On October 18, 2010, The Donovan Law Group sent a letter to the Honorable Janet Napolitano, Secretary of the Department of Homeland Security, asking the Secretary to immediately request the Attorney General, pursuant to 33 U.S.C. 2715, to commence an action against BP on behalf of the Oil Spill Liability Trust Fund (the "Fund") to recover any compensation paid by the Fund to any claimant pursuant to OPA.
The full text of the letter follows.
October 18, 2010
VIA CERTIFIED MAIL
RETURN RECEIPT REQUESTED
The Honorable Janet Napolitano
Office of the Secretary
Department of Homeland Security
245 Murray Lane, SW
Washington, DC 20528
Re: BP Oil Spill and the Oil Pollution Act of 1990 (OPA)
Subrogation Rights for Payments Made for Damages, 33 U.S.C. 2715
Dear Secretary Napolitano:
I am writing in regard to the above-referenced matter.
During town hall meetings organized to promote the Gulf Coast Claims Facility (GCCF), Kenneth Feinberg repeatedly tells victims of the BP oil spill, "the litigation route in court will mean uncertainty, years of delay and a big cut for the lawyers." "I am determined to come up with a system that will be more generous, more beneficial, than if you go and file a lawsuit." "It is not in your interest to tie up you and the courts in years of uncertain protracted litigation when there is an alternative that has been created," Feinberg says. He adds, "I take the position, if I don't find you eligible, no court will find you eligible." Mr. Feinberg intentionally fails to mention that litigation is not the only alternative to GCCF.

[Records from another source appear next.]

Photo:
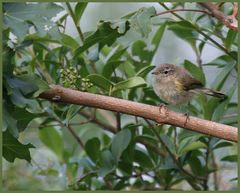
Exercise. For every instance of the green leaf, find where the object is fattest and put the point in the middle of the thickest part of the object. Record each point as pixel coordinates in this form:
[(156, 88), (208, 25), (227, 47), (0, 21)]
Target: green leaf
[(221, 77), (37, 82), (115, 55), (144, 71), (139, 48), (52, 139), (100, 81), (109, 68), (168, 142), (195, 71), (12, 148), (23, 117), (141, 20), (92, 148), (69, 42), (158, 36), (196, 166), (48, 172), (184, 30), (192, 146), (9, 123), (107, 163), (72, 111), (143, 159), (79, 9), (17, 16), (105, 35), (231, 36), (129, 83), (120, 142), (221, 61), (222, 107), (230, 158), (223, 144)]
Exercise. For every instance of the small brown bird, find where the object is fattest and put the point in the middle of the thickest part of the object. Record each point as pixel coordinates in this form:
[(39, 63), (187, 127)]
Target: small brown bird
[(175, 85)]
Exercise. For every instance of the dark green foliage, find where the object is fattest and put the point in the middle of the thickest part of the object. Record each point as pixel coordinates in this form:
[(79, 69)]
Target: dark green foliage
[(99, 150)]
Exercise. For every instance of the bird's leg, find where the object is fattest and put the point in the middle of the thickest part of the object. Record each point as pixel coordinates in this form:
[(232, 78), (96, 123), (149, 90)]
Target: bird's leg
[(163, 109), (186, 120)]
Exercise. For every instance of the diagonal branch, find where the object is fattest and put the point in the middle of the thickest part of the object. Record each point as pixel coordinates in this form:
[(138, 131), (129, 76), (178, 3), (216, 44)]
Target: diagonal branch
[(160, 115)]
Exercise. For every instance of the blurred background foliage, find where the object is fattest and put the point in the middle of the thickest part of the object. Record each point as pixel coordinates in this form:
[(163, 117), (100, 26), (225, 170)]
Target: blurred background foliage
[(110, 48)]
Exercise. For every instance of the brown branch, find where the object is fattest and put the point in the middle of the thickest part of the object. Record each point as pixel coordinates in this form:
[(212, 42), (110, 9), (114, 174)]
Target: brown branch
[(177, 10), (163, 116), (229, 21)]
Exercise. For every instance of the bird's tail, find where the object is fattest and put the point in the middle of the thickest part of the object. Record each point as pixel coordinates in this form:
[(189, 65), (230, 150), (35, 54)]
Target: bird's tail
[(214, 93)]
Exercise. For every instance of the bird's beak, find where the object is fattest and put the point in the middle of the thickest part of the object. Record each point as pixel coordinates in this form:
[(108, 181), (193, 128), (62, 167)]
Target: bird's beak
[(154, 71)]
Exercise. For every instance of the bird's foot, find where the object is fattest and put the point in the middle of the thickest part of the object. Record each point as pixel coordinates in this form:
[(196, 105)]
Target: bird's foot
[(186, 120), (163, 109)]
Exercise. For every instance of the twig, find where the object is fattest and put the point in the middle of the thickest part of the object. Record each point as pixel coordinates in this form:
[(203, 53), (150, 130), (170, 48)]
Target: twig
[(75, 22), (165, 116), (205, 182), (177, 10), (229, 21), (215, 175)]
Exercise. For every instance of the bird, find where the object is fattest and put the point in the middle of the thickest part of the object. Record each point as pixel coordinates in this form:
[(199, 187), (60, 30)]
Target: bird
[(175, 85)]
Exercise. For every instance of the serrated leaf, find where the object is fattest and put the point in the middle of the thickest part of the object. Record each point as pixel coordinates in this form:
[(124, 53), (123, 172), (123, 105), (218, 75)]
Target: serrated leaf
[(129, 83), (13, 149), (53, 140), (120, 142)]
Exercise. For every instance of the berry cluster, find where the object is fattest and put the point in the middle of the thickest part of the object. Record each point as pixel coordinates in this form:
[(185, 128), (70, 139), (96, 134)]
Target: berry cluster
[(70, 78)]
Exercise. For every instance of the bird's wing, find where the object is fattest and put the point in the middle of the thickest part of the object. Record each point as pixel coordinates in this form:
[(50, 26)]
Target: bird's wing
[(189, 82)]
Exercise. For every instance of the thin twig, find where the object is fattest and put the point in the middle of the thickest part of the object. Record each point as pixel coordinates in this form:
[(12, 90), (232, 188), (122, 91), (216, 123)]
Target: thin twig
[(177, 10), (75, 22)]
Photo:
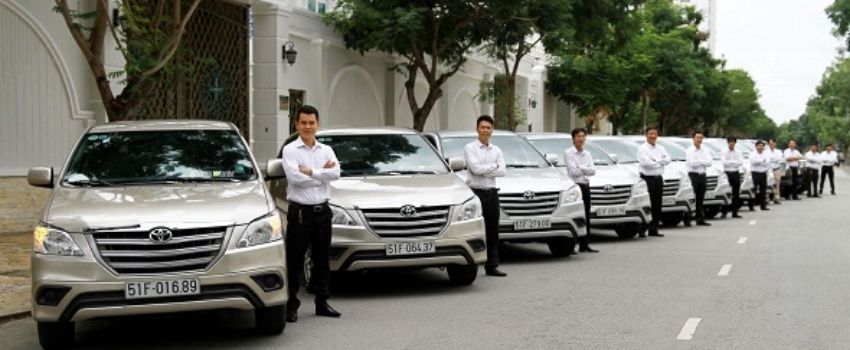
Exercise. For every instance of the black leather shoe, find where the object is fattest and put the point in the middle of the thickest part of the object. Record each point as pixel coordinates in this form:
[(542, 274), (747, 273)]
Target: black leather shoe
[(494, 271), (324, 309)]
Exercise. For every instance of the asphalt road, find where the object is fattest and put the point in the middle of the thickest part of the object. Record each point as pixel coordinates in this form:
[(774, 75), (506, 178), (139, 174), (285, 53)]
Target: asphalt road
[(786, 287)]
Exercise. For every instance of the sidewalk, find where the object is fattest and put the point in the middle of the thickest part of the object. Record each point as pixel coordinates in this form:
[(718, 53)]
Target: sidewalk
[(15, 251)]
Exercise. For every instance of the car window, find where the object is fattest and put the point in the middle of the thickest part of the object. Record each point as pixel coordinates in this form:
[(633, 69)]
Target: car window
[(148, 157), (384, 154), (517, 152)]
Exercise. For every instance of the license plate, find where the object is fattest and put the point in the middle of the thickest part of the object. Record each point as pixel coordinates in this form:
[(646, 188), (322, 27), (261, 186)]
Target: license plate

The intent of Congress when it enacted OPA was "to eliminate, to the extent possible, the need for an injured person to seek recourse through the litigation process." As explained below, I believe the Oil Spill Liability Trust Fund (the "Fund"), and not costly and protracted litigation, will ensure injured persons are fully compensated for damages which they suffered resulting from the oil spill caused by the blowout of the BP offshore oil well on April 20, 2010.